With the findings, scientists have shed new light on the development two crippling malaria variations - one that develops in the placenta of pregnant women affecting countless unborn children, the other, cerebral malaria, that develops in the brain's blood vessels - malaria's most deadly form.
Since ages malaria has notoriously stalked pregnant women, said Tropical disease specialists affiliated with Toronto's McLaughlin-Rotman Centre for Global Health (MRC).
A decade ago, researchers showed malaria parasites could accumulate in the newly created placenta. But Dr. Kevin Kain, Director of the Sandra A. Rotman Laboratories at the MRC, said that it's still unclear how parasites hiding in the placenta actually result in placental and foetal injury.
And in the new research, the scientists claim to have unravelled part of this mystery, by finding that women with placental malaria carry a biomarker in their blood - a protein called C5a, which is an important part of the body's innate defence against infections but one that needs to be carefully controlled.
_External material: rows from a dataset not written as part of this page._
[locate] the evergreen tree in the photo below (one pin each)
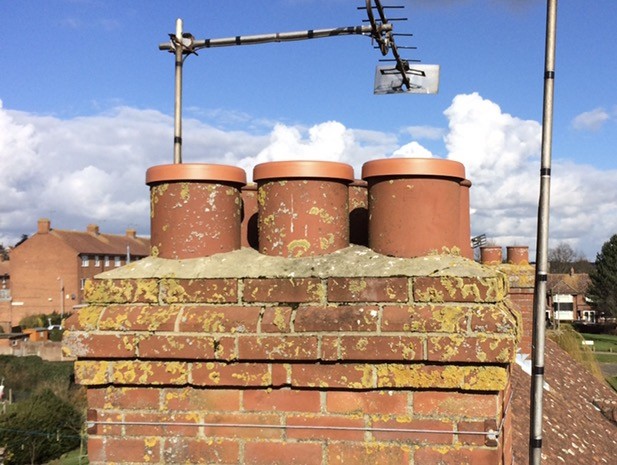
(603, 288)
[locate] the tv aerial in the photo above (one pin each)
(399, 77)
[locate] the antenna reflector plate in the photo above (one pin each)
(424, 79)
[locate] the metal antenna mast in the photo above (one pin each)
(182, 44)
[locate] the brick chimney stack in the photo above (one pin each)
(44, 226)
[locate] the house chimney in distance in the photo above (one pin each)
(44, 225)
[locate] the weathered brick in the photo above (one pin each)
(139, 318)
(414, 430)
(178, 347)
(280, 453)
(277, 348)
(129, 398)
(356, 376)
(149, 373)
(459, 348)
(386, 348)
(195, 399)
(374, 402)
(121, 291)
(312, 426)
(458, 289)
(200, 451)
(232, 425)
(276, 320)
(234, 374)
(336, 319)
(368, 290)
(282, 400)
(290, 290)
(90, 345)
(138, 450)
(425, 318)
(454, 404)
(219, 319)
(199, 290)
(446, 456)
(368, 453)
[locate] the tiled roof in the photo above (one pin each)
(576, 283)
(574, 430)
(103, 244)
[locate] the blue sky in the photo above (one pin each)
(87, 104)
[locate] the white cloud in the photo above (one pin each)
(92, 169)
(591, 120)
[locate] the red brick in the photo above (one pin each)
(368, 290)
(206, 451)
(195, 399)
(134, 398)
(150, 373)
(219, 319)
(336, 319)
(424, 318)
(385, 348)
(369, 453)
(375, 402)
(276, 320)
(277, 347)
(277, 453)
(122, 291)
(178, 347)
(441, 456)
(234, 374)
(139, 318)
(256, 426)
(161, 424)
(138, 450)
(284, 290)
(454, 404)
(199, 291)
(332, 376)
(91, 345)
(470, 349)
(419, 431)
(457, 289)
(282, 400)
(334, 428)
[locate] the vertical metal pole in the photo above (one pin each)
(539, 305)
(178, 96)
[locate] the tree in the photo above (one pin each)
(40, 429)
(603, 288)
(563, 258)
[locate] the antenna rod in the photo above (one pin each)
(539, 297)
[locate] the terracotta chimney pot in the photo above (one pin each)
(43, 226)
(303, 207)
(491, 255)
(414, 205)
(195, 209)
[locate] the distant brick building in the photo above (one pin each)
(48, 270)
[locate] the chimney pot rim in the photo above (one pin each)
(413, 167)
(302, 169)
(195, 172)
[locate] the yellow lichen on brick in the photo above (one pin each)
(90, 373)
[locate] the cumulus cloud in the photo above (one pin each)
(591, 120)
(92, 169)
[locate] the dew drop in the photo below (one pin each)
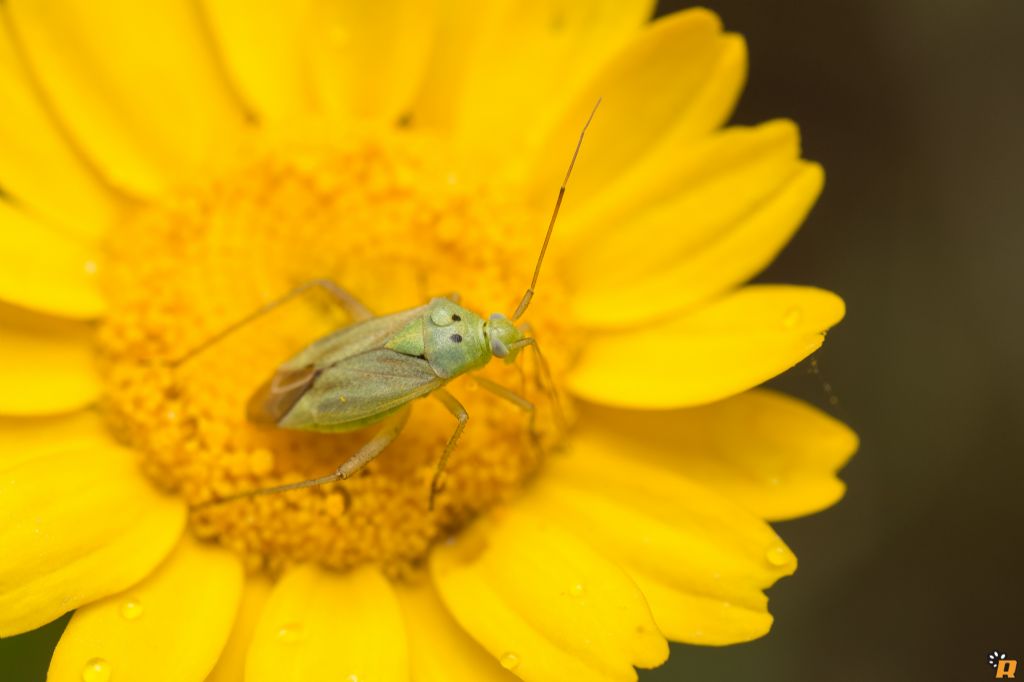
(131, 609)
(96, 670)
(509, 661)
(779, 555)
(792, 317)
(290, 633)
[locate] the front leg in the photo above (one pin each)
(516, 399)
(459, 413)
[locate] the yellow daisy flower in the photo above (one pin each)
(169, 166)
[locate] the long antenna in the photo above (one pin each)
(528, 296)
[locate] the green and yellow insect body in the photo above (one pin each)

At the time of over-activation by malaria infection, C5a appears leads to an excessive inflammatory response and disrupts normal blood vessel growth in the placenta, raising the risk of spontaneous abortions or low birth weight infants.
The scientists conducted tests on pregnant women in Kenya, and found that those with placental malaria had elevated levels of C5a in their blood compared to expectant mothers without the disease.
The discovery may help identify placental malaria carriers early enough to potentially prevent tragic consequences through better targeted treatment strategies.
"Children born with low birth weight from placental malaria have several strikes against them before they've drawn a breath. Any additional illness that comes along in early childhood is more likely to kill them. A test that helps detect placental malaria means women can be treated earlier pregnancy, reducing the risk of death or anemia for them, and perhaps saving their babies from malformation or miscarriage," said Kain.
Meanwhile, the researchers in collaboration with scientists from Thailand have also found biomarkers that reveal potential victims of cerebral malaria, the disease's most fatal form.
Cerebral malaria is a scourge of people with little developed immunity, affecting particularly African children under five years old and other non-immune adults and travellers to developing countries. It kills 10 to 40% of its victims.
In the study, scientists compared the blood tests on patients with cerebral malaria were with samples from patients with uncomplicated malaria and from healthy test control subjects.
Cerebral malaria patients were found to have abnormal levels of proteins that regulate the activation of blood vessels known as angiopoietins. Angiopoietin-1 (ANG-1) and angiopoietin-2 (ANG-2) must be in careful balance to maintain healthly endothelial cells that line blood vessels.
In cerebral malaria, the research showed ANG-1 and ANG-2 were deregulated, likely contributing to excessive activation of the endothelial cells and parasite obstruction of brain blood vessels, associated with cerebral malaria.
High levels of ANG-2 and low levels of ANG-1 were associated with the severity of disease; the levels recorded on admission to hospital predicted which children would subsequently die. The accuracy of ANG-1 and ANG-2 levels in identifying cerebral malaria was very high.
The results of the study could help doctors spot at-risk individuals early in the course of the disease, with profound implications for triaging critically ill children in developing countries and effectively allocating scarce health care resources.
Furthermore, drugs or agents that block ANG-2 or enhance ANG-1 may have a therapeutic role in preventing or treating cerebral malaria.
"While there is still much work ahead related to this finding, we believe it could soon help improve priority setting by doctors as they decide which patients need the most intensive anti-malaria therapy and supportive care once symptoms are detected," said Liles.
The findings will be described at annual meetings of the American Society of Tropical Medicine and Hygiene in New Orleans, Louisiana, USA.